Ukrainian artist Denis Sarazhin knew the tension on the eastern border between his homeland and Russia was tightly twisted, but he had no idea of the ordeal that was about to tear apart the weft and weave of his life. Before the difficult years of the Covid-19 epidemic, he and his wife, the painter Victoria Kalaichi, planned a trip to the United States to teach a painting workshop at the Townsend Atelier in Chattanooga, Tennessee, and mount a solo show of her work. After several lockdown postponements pushed the event into the future, at last the time came to fly. The couple travelled innocently to the Kharkiv International Airport, and boarded their plane, unaware that the military maneuvers on the eastern border that would soon lead to hell-born war. While they napped, their jet slipped toward America high above the anonymous and silent landscape, and far below, shadowy Russian soldiers prepared convoys of murderous artillery and thundering rocket launchers to hurl guided missiles into the spreadeagled suburbs of the city. When Sarazhin and Kalaichi landed in Atlanta, they had no idea that Russian armies had assaulted their country.
Artist Denis Sarazhin in his new Chattanooga studio
Rider with a Book, 2021, oil on canvas, 59 x 59”

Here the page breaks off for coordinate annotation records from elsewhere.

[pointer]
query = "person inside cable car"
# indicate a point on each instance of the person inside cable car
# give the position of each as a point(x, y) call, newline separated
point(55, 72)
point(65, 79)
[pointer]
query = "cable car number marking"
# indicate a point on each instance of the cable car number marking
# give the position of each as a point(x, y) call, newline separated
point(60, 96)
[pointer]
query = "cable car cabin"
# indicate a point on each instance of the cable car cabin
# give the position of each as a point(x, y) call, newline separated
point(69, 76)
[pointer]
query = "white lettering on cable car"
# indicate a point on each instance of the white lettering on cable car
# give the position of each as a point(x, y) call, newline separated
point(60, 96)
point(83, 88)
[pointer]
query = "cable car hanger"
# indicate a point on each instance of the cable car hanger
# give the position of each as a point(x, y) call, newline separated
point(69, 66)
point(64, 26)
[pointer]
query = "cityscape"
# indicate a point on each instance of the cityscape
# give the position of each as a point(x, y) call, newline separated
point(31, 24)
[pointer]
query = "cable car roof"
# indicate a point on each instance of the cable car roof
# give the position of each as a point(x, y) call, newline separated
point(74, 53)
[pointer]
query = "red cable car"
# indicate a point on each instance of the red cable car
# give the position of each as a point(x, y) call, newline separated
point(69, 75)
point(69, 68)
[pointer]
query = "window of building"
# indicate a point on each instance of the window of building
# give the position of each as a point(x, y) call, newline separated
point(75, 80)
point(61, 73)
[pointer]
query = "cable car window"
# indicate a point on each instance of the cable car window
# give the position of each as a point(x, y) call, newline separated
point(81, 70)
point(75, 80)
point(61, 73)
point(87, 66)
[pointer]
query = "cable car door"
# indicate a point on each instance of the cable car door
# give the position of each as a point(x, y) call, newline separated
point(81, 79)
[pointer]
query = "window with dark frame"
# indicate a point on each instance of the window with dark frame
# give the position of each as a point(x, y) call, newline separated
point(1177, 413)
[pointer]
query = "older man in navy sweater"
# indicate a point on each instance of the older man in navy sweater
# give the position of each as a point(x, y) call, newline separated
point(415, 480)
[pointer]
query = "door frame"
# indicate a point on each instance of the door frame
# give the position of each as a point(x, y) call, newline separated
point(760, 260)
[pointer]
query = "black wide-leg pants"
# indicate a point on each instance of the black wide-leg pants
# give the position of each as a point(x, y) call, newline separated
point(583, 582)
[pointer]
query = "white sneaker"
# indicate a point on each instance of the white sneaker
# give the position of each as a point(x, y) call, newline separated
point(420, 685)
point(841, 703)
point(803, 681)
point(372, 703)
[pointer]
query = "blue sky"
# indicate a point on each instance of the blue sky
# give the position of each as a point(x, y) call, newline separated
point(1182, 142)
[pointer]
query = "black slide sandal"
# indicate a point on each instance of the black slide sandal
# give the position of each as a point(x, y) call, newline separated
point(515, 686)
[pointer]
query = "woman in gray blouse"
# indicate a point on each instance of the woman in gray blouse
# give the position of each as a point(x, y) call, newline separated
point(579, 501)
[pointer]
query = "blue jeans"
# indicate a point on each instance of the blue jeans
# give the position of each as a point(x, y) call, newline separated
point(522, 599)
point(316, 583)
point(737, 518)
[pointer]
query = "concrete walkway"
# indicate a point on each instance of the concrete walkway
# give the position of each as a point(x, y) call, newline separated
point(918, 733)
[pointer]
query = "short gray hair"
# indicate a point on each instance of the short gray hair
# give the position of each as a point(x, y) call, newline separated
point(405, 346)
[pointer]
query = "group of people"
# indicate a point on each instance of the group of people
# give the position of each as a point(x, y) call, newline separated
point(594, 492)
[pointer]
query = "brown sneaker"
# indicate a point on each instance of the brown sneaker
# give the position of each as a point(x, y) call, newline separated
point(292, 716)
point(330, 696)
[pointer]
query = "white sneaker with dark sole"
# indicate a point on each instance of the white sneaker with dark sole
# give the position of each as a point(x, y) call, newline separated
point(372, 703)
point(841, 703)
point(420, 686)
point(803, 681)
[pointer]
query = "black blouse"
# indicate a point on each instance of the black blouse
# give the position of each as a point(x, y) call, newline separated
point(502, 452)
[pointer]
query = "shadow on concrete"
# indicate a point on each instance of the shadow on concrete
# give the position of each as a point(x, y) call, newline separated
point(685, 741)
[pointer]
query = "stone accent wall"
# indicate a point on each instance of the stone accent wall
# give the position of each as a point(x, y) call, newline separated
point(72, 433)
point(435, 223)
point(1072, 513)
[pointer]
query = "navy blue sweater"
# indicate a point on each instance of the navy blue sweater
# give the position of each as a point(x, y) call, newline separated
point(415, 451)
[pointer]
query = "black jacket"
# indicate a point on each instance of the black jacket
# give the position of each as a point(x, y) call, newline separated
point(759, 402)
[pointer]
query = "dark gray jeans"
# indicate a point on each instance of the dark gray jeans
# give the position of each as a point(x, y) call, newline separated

A cascade of cluster bombs and scattered shells smashed their neighborhood, obliterating homes yards from their condo and shredding the gentle connections binding families and friends. The hangers protecting military jets were bombed at the pristine airport they had just flown from. Immediately after Sarazhin and Kalaichi left Kharkiv, all flights were cancelled and Ukrainian men between the ages of 16 and 60 were forbidden from leaving the country and drafted into the defense forces, and the tanks and troops of the invading forces occupied the city. The couple were stranded in Tennessee, homeless and woefully unprepared for such upheaval. “Around our building everything has been destroyed,” says Sarazhin. “One of our neighbors, an old lady who didn’t want to leave, told us our studio is still there, but I tell you this information now, and who knows? They bombed Kharkiv again today, medical buildings near where our condo is situated.” A third of the city was smashed under the bombardment. Two million people lived in Kharkiv before the war.
Rider in a Green Cape, 2022, oil on canvas, 62 x 64”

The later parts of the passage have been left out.